Mifid II ist de facto gerade einmal eine Woche alt, und die für die Implementierung verantwortlichen Regulatoren erleben bereits ihre erstes Waterloo – noch dazu bei einem ihrer Kernanliegen: Nämlich, die Finanzmärkte durch eine Begrenzung des Dark-Pool-Tradings transparenter zu gestalten.
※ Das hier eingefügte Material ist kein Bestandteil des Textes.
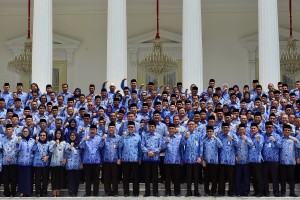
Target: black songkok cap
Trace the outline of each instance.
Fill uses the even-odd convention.
[[[175,124],[169,124],[169,128],[170,127],[174,127],[175,128]]]
[[[45,122],[47,123],[46,119],[40,119],[40,123]]]
[[[6,124],[5,128],[12,128],[12,124]]]
[[[90,129],[91,128],[97,128],[97,126],[95,124],[93,124],[93,125],[90,126]]]
[[[128,124],[127,124],[127,126],[129,126],[129,125],[131,125],[131,126],[135,126],[135,122],[133,122],[133,121],[129,121],[129,122],[128,122]]]
[[[151,121],[149,121],[148,125],[154,125],[154,126],[156,126],[156,124],[155,124],[155,121],[154,121],[154,120],[151,120]]]

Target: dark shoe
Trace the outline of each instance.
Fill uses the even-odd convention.
[[[195,197],[201,197],[201,194],[199,192],[194,192]]]
[[[257,196],[257,193],[251,194],[250,196],[251,196],[251,197],[256,197],[256,196]]]
[[[275,197],[280,197],[279,193],[274,194]]]
[[[192,193],[191,193],[191,192],[187,192],[187,193],[185,194],[185,197],[189,197],[189,196],[192,196]]]
[[[289,196],[290,196],[290,197],[298,197],[298,195],[296,195],[295,193],[290,193]]]

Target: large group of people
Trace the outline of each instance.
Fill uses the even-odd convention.
[[[143,90],[132,79],[120,90],[114,83],[100,94],[89,85],[72,93],[47,85],[42,92],[32,83],[28,92],[5,83],[0,94],[0,179],[4,196],[60,196],[67,186],[77,196],[85,182],[85,196],[270,196],[296,197],[300,176],[300,81],[295,88],[279,82],[267,90],[253,80],[240,91],[237,85]],[[132,188],[129,183],[132,182]],[[228,182],[228,190],[225,184]],[[152,193],[151,193],[152,183]],[[181,194],[181,184],[186,193]],[[193,184],[193,190],[192,190]],[[33,185],[35,186],[33,193]],[[130,192],[132,191],[132,192]]]

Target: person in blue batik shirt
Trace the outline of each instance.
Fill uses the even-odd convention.
[[[49,142],[47,141],[47,132],[41,131],[39,136],[36,137],[32,151],[34,152],[33,167],[35,193],[37,197],[46,197],[51,157]]]
[[[2,167],[3,167],[3,183],[4,196],[16,196],[17,187],[17,141],[18,138],[13,135],[12,124],[6,124],[6,135],[1,138],[0,150],[3,153]]]
[[[133,196],[139,196],[139,163],[141,162],[141,136],[135,132],[135,122],[129,121],[128,132],[120,140],[120,158],[123,170],[124,196],[129,196],[129,181],[132,177]]]
[[[264,196],[270,195],[269,177],[271,176],[273,182],[273,194],[279,197],[279,183],[278,183],[278,167],[279,167],[279,147],[281,145],[281,137],[275,133],[273,123],[267,121],[265,123],[266,132],[264,134],[264,147],[262,150],[263,156],[263,182],[264,182]]]
[[[206,127],[206,136],[201,143],[200,157],[202,158],[202,165],[204,167],[204,192],[205,196],[216,196],[218,183],[218,164],[219,148],[222,147],[222,142],[214,134],[212,126]],[[209,182],[212,182],[211,190],[209,190]]]
[[[235,195],[248,196],[250,192],[250,174],[249,174],[249,150],[253,142],[246,135],[246,125],[240,124],[238,127],[238,144],[236,147],[236,165],[235,165]]]
[[[80,142],[79,147],[83,151],[83,170],[85,174],[85,196],[91,196],[91,184],[93,183],[93,196],[99,193],[99,174],[100,174],[100,148],[103,147],[101,138],[97,135],[97,126],[89,127],[89,135],[85,136]]]
[[[249,167],[250,176],[253,177],[253,196],[261,197],[263,195],[263,180],[262,180],[262,148],[264,138],[259,134],[259,128],[256,123],[251,124],[251,140],[253,142],[252,148],[249,150]]]
[[[280,175],[281,175],[281,196],[285,196],[286,182],[290,185],[291,197],[297,197],[295,194],[295,166],[296,166],[296,150],[300,148],[300,142],[297,138],[290,136],[290,125],[283,125],[283,137],[280,148]]]
[[[175,124],[169,124],[169,134],[163,138],[162,142],[162,149],[165,150],[165,197],[171,195],[171,180],[174,183],[175,196],[180,196],[180,164],[182,162],[180,142],[182,136],[180,134],[175,134],[175,132]]]
[[[32,148],[35,145],[33,138],[30,138],[27,127],[23,128],[22,135],[18,137],[18,192],[20,197],[29,197],[32,194],[33,186],[33,155]]]
[[[103,196],[118,196],[118,165],[121,164],[119,157],[120,136],[116,134],[116,124],[110,122],[108,133],[102,136],[103,141],[103,173],[104,192]]]
[[[220,196],[225,195],[225,181],[229,182],[228,196],[234,195],[234,167],[235,167],[235,147],[238,144],[238,137],[235,132],[231,132],[229,124],[222,123],[222,131],[218,134],[222,142],[219,150],[219,188]]]
[[[181,139],[181,146],[183,148],[183,163],[186,165],[186,184],[187,193],[186,197],[192,196],[192,182],[194,182],[194,196],[200,196],[198,190],[199,182],[199,166],[201,163],[201,134],[196,130],[196,123],[194,120],[188,121],[188,130],[183,134]]]
[[[65,182],[64,166],[66,164],[64,157],[66,142],[64,141],[62,130],[57,129],[55,131],[54,138],[49,145],[49,151],[52,153],[50,161],[52,195],[59,197],[60,190]]]
[[[76,132],[69,133],[68,143],[65,146],[66,170],[68,191],[71,197],[76,197],[79,188],[80,170],[83,168],[79,136]]]
[[[148,131],[142,137],[142,152],[145,168],[145,194],[150,196],[150,182],[152,179],[153,196],[158,194],[158,163],[161,150],[161,134],[156,132],[156,123],[151,120],[148,123]]]

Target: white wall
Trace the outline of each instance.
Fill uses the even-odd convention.
[[[300,31],[299,22],[296,23],[296,19],[300,19],[299,12],[294,14],[294,19],[295,31]],[[182,33],[181,13],[163,12],[160,22],[164,30]],[[74,55],[75,86],[87,92],[88,85],[95,83],[99,92],[100,84],[106,79],[106,14],[58,14],[54,15],[53,23],[54,33],[81,41]],[[286,12],[279,13],[279,25],[288,28]],[[26,16],[3,15],[0,27],[0,87],[4,82],[10,82],[14,87],[15,75],[7,72],[12,53],[5,42],[26,34]],[[128,14],[128,38],[154,29],[154,13]],[[203,14],[204,86],[210,78],[215,78],[218,86],[225,82],[241,87],[251,83],[245,74],[248,72],[248,52],[239,40],[257,31],[256,12]]]

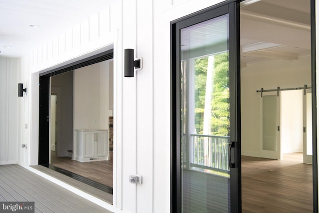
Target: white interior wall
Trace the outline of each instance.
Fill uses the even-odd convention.
[[[100,64],[74,70],[74,129],[99,129]]]
[[[264,89],[311,85],[311,56],[248,64],[241,70],[242,154],[260,156],[260,93]]]
[[[302,152],[304,91],[283,91],[280,93],[282,153]]]
[[[108,130],[109,74],[109,61],[74,70],[74,129]]]
[[[100,63],[100,129],[106,129],[108,133],[109,117],[113,116],[113,78],[112,82],[110,80],[113,73],[113,60]]]
[[[17,162],[19,68],[19,59],[0,57],[0,165]]]
[[[57,87],[60,88],[61,97],[58,97],[60,103],[58,106],[57,116],[59,119],[59,133],[57,141],[57,156],[68,156],[67,150],[73,149],[73,71],[62,73],[51,77],[51,93],[56,92]]]

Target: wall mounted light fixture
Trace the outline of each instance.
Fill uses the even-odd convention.
[[[23,89],[23,84],[18,84],[18,96],[23,97],[23,92],[26,93],[26,88]]]
[[[124,49],[124,76],[134,77],[134,68],[136,70],[142,69],[142,58],[134,60],[134,50]]]

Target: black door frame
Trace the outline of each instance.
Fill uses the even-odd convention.
[[[239,0],[238,2],[243,1],[245,0]],[[314,213],[318,213],[318,145],[317,145],[317,84],[316,84],[316,0],[310,0],[311,2],[311,75],[312,75],[312,117],[313,117],[313,210]],[[182,17],[178,19],[171,21],[170,23],[170,58],[171,58],[171,193],[170,193],[170,207],[171,213],[179,213],[180,212],[180,173],[179,168],[180,168],[180,144],[176,143],[179,141],[179,94],[176,91],[178,91],[179,88],[179,76],[178,73],[179,72],[175,70],[179,70],[179,65],[177,64],[176,61],[177,55],[179,55],[179,52],[176,50],[179,50],[179,44],[176,41],[178,41],[178,37],[175,33],[176,30],[176,23],[179,21],[185,20],[187,18],[193,17],[201,13],[203,13],[207,11],[213,10],[216,8],[219,7],[223,5],[229,3],[234,0],[228,0],[226,2],[222,2],[216,5],[209,7],[206,9],[200,10],[199,11],[191,14],[186,16]],[[235,26],[235,31],[234,33],[237,33],[237,37],[239,37],[239,40],[237,39],[237,42],[235,44],[236,47],[239,49],[240,46],[240,36],[239,36],[239,6],[237,6],[235,12],[235,15],[236,19],[236,24]],[[238,52],[237,52],[238,53]],[[240,53],[239,53],[240,57]],[[237,56],[237,58],[239,56]],[[240,60],[237,60],[237,67],[239,67],[237,75],[237,91],[240,91]],[[240,101],[240,94],[238,94],[239,99],[237,101]],[[239,121],[237,121],[237,123],[239,124],[239,129],[240,130],[240,106],[237,108],[237,112],[239,110]],[[239,135],[238,137],[240,138],[240,132],[238,132]],[[241,185],[241,147],[240,140],[238,140],[237,147],[237,153],[238,155],[237,156],[237,166],[239,169],[237,170],[237,183],[239,185]],[[241,186],[240,186],[240,189]],[[237,212],[241,212],[241,192],[237,192],[233,196],[238,198],[237,204],[236,206],[238,208]]]
[[[230,169],[231,211],[241,210],[240,151],[240,63],[239,1],[229,0],[170,22],[171,52],[171,210],[181,211],[180,145],[180,47],[179,30],[218,16],[229,15],[229,86],[230,88],[231,141],[235,142],[234,168]]]
[[[311,86],[313,119],[313,197],[314,212],[318,213],[318,160],[316,53],[316,0],[310,0],[311,34]]]
[[[38,164],[49,166],[50,77],[113,58],[113,49],[40,74],[39,97],[39,155]]]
Die European Securities and Markets Authority (ESMA) hat jetzt zugeben müssen, dass eines der Schlüsselinstrumente, das sogenannte "Double Volume Cap (DVC)"-Datenset, vorerst nicht zum Einsatz kommen kann.

Mit den DVC-Daten wollte die ESMA erstmals detailliert ausloten, welche Aktien und Finanzprodukte in welchem Volumen in welchem der berüchtigten Dark Pools gehandelt werden. Die Statistiken hätten eigentlich Ende der laufenden Woche zur Verfügung stehen sollen. Daraus wollte die Behörde errechnen, welche Papier in welchem Ausmaß in einem Zeitraum von zwölf Monaten über besagte Plattformen den Besitzer wechselten.

Alle Papiere, deren Dark-Pool-Transaktionensvolumina acht Prozent der insgesamt – also auch an regulierten Märkten – gehandelten Menge überschreiten, wären für zumindest acht Monate aus diesen opaken Segmenten verbannt worden. So theoretisch, so gut.

Gereizte Behörde
Der Denkfehler: Die ESMA war stillschweigend davon ausgegangen, Daten über rund 30.000 verschiedene Finanzinstrumente von den Poolbetreibern zu erhalten und am 12. Januar mit der Publikation und allenfalls der Verbannung betroffener Papiere beginnen zu können. Komplettes Zahlenmaterial erhielt die Behörde aber nur über 650 Produkte. Das entspricht einer Erfüllungsquote "von rund zwei Prozent", wie die Aufsicht in einer Aussendung mit bemerkenswert gereiztem Unterton bekannt gab.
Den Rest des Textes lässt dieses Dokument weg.